Behind the Kitchen Door

Despite its financial turmoil, I'm still seeing some exciting journalism coming out of the Tribune Co. newspapers. In today's Los Angeles Times, John M. Glionna has a fascinating story about the immigrants who toil in the nation's 41,350 Chinese restaurants. "A Wok with Jesus" profiles Esther Lou, an evangelist minister for these 1 million "stir-fry cooks, dumpling-makers and dishwashers" who often labor 12 hours a day every day of the week in difficult conditions. The story contains an interesting mix of reporting on religious, immigration and labor issues.

In case you missed it last week, the Times ran an explosive series, "Juice vs.

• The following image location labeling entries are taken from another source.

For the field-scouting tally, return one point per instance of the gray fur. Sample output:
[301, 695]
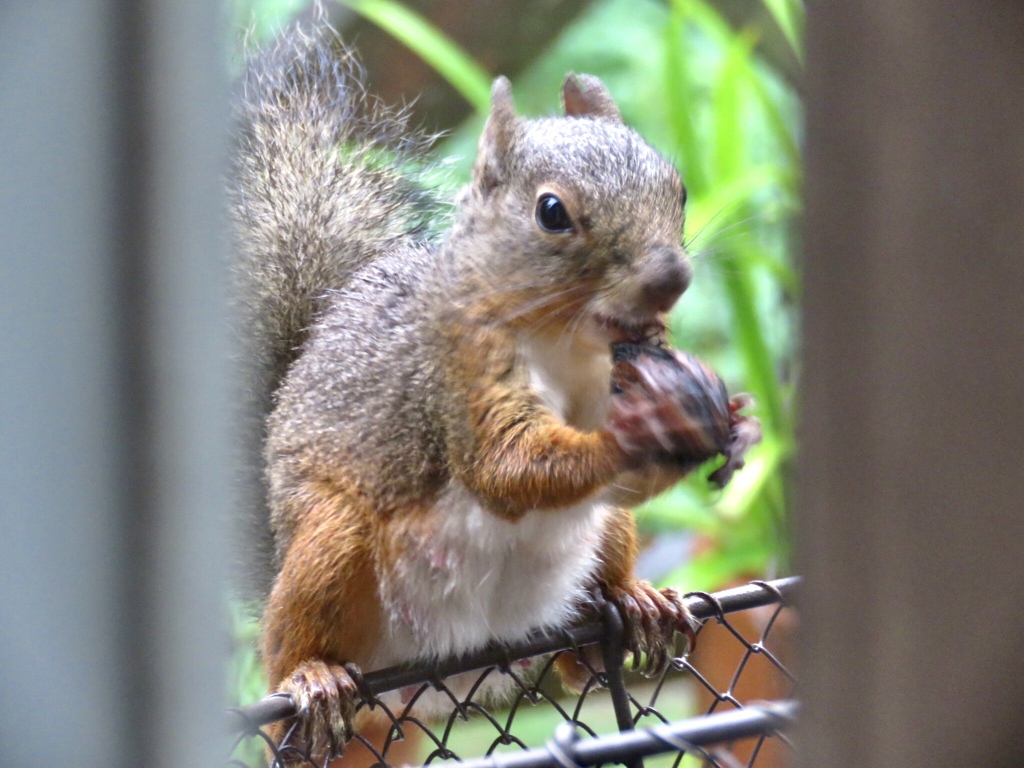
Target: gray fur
[345, 295]
[312, 201]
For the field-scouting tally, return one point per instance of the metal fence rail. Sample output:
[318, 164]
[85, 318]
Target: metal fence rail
[740, 626]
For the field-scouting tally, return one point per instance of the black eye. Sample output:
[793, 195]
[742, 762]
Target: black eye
[551, 214]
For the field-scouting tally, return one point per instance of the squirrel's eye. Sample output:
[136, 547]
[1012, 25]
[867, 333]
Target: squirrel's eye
[551, 214]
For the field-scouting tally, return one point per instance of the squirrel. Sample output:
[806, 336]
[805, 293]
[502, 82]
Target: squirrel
[443, 460]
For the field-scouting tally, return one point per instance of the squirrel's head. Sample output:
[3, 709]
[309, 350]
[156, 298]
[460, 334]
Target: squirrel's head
[581, 218]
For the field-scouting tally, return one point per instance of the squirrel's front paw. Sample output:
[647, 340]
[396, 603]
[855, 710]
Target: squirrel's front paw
[670, 407]
[326, 696]
[651, 617]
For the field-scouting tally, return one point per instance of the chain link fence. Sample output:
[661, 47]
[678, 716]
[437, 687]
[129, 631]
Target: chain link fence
[737, 677]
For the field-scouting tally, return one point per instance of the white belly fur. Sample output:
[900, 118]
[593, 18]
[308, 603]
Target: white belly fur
[481, 578]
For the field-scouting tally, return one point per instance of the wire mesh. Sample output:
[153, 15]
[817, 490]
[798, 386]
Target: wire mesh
[496, 708]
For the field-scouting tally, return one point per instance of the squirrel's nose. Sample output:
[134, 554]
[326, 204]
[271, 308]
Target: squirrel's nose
[666, 276]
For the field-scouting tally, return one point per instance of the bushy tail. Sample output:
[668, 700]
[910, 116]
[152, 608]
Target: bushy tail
[321, 185]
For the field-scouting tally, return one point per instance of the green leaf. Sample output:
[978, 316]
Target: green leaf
[788, 15]
[451, 60]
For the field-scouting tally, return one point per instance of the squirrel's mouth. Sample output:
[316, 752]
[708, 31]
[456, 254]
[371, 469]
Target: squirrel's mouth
[635, 330]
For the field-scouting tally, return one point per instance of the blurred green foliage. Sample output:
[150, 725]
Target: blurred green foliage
[693, 86]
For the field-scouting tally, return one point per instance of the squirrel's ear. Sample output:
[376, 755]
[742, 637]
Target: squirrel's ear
[586, 96]
[488, 170]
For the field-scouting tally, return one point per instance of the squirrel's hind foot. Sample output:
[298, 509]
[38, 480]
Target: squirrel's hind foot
[651, 617]
[326, 696]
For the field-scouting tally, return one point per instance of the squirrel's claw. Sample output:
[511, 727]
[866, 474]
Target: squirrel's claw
[326, 697]
[651, 617]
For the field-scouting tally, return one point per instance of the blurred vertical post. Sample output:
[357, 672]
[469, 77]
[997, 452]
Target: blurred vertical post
[911, 491]
[114, 416]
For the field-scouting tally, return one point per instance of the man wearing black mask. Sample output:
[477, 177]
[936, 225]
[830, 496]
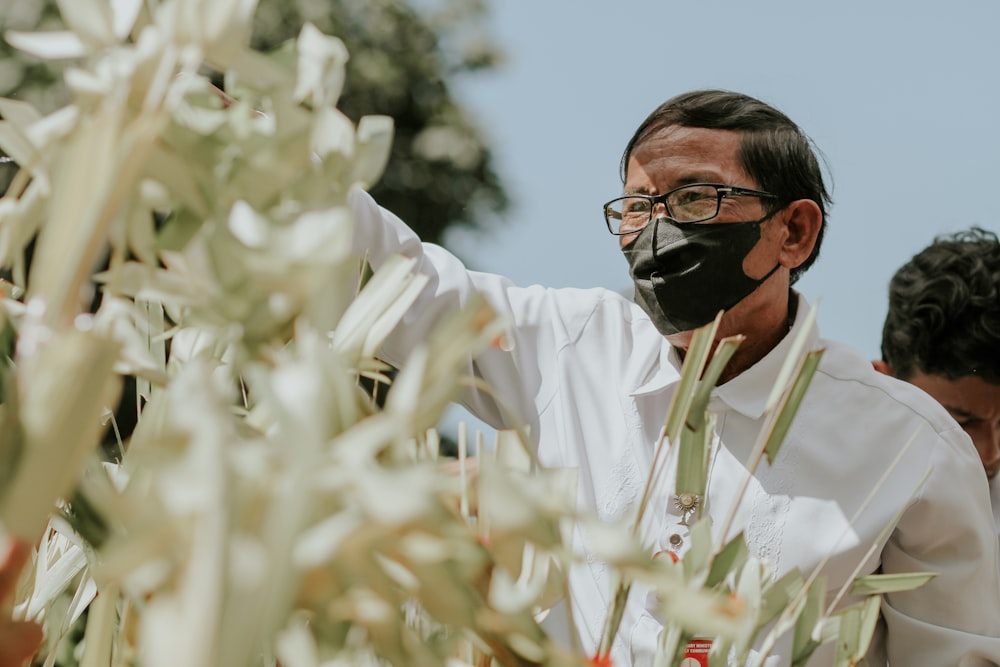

Justice," that investigates the close financial ties between some Nevada judges and the lawyers and defendants who come before them in the courtroom. The stories by Michael J. Goodman and William C. Rempel are chock full of details such as the judge who repeatedly ruled in favor of a casino whose stock he owned and lawyers holding a big fundraiser for a judge who was about to hear some of their cases.

Not to be out done by its West Coast sister, the Chicago Tribune has revealed over the past month how 22 vacant lots owned by churches, a school and a homeless shelter were fraudulently sold without their consent. Until the Tribune started reporting on the fraud, the owners didn't even know their lots had been sold. Today the Tribune's Robert Becker and Ray Gibson reported how the alleged mastermind of the scheme has been arrested and charged with theft and organizing an ongoing financial crime.